Dalam homilinya Romo Luciano mengatakan, kita kembali berkumpul berdoa bersama Bunda Maria yang menjadi jantung kekuatan Gereja. Kita akan merenungkan bersama tentang bagaimana Tuhan Yesus melihat para ahli Taurat dan orang Farisi menjadi titik perhatian Tuhan Yesus karena hidup mereka tidak selaras dengan kehendak Allah. Hukum Taurat sebetulnya bagus memuat semua hukum Allah tapi mereka pelintir untuk kepentingan diri sendiri.
Kita bergaul, bisa berteman, tapi tidak semuanya bisa jadi teman, bukan berarti membuat iman kita menjadi takut tapi selagi kita punya keyakinan bahwa itu benar, maka saya tidak takut. Orang-orang lurus biasanya sendirian karena yang mau dan benar kadang-kadang paling tidak diterima. Karena kuasa dunia kegelapan begitu gelap sehingga, kebenaran sulit masuk apalagi kebenaran Tuhan.
Bunda Maria mengatakan bahwa, saya dan kita semua dalam kelompok Gerakan Imam Maria, kita hidup dalam dunia ini di seluruh dunia, ada orang baik dan ada macam-macam situasi. Dalam situasi dunia sekarang ini yang penuh dengan tantangan maka, saya dan kita semua dipanggil oleh Bunda Maria, Gerakan Imam Maria untuk menjadi sarana, kaki tangan Bunda Maria sebagai alat membawa kerahiman bagi dunia. Jadi dunia ini sedang sakit karena dosa, putus asa, beban dan tantangan hidup.
Tugas kerahiman itu besar dan Bunda Maria mau mempercayakan peran ini kepada saya dan kita semua. Jadi mari kita mengelola, kita menjadi alat-alat kerahiman Bunda Maria, membawa Bunda Maria, membawa Yesus ke tengah dunia.
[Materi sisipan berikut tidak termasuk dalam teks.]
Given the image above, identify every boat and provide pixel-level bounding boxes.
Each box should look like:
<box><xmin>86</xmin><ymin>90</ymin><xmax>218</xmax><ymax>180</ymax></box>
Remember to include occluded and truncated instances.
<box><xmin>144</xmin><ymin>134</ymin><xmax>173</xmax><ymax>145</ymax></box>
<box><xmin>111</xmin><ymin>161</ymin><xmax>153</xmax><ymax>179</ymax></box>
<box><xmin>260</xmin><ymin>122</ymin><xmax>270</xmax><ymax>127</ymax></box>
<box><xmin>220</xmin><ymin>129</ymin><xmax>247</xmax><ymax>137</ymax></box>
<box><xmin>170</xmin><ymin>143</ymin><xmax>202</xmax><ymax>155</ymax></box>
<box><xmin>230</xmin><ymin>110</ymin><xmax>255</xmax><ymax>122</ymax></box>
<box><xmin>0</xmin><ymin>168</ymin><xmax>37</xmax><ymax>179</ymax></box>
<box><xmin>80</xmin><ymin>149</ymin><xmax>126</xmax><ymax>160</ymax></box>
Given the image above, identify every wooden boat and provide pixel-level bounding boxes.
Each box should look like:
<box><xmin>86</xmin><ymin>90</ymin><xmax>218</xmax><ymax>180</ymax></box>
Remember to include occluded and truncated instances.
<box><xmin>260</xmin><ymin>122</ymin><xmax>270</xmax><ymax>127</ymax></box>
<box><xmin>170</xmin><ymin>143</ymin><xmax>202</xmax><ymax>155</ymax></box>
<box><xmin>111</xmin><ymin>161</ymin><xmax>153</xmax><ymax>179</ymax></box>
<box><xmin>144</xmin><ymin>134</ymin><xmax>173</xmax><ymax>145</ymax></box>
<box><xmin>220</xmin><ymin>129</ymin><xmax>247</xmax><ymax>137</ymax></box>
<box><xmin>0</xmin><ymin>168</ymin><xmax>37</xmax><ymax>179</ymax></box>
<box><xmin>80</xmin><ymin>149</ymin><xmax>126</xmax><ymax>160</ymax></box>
Gerakan Imam Maria sudah membuat banyak hal, salah satunya hadir dalam peristiwa duka, itu kekuatan buat kita, menghibur orang yang susah dan putus asa ini merupakan rahmat yang sangat besar, jadi jangan putus asa lakukan dengan kemurnian.
Makanya pada kesempatan ini kita mohon kekuatan hati Yesus dan Maria Tak Bernoda, supaya selalu memberkati saya dan kita semua dalam Gerakan Imam Maria ini agar kita tidak putus asa, tetap berdoa, memanjatkan pujian kepada Tuhan supaya iman, cinta kasih kita bertumbuh walaupun banyak tantangan.
Seusai Perayaan Ekaristi diadakan ramah tamah bersama untuk mempererat tali persaudaraan dengan seluruh anggota Komunitas GIM (Gerakan Imam Maria) Santo Yoseph Palembang sekaligus merayakan ulang tahun Sr. Marcella, FCh. Anggota GIM juga bergabung dengan Komunitas Pendoa Rumah Duka yang selalu hadir untuk mendoakan dan menghibur mereka yang kehilangan anggota keluarganya di Rumah Duka Charitas dan Nirvana Km 7 Palembang pukul 14.45 Wib.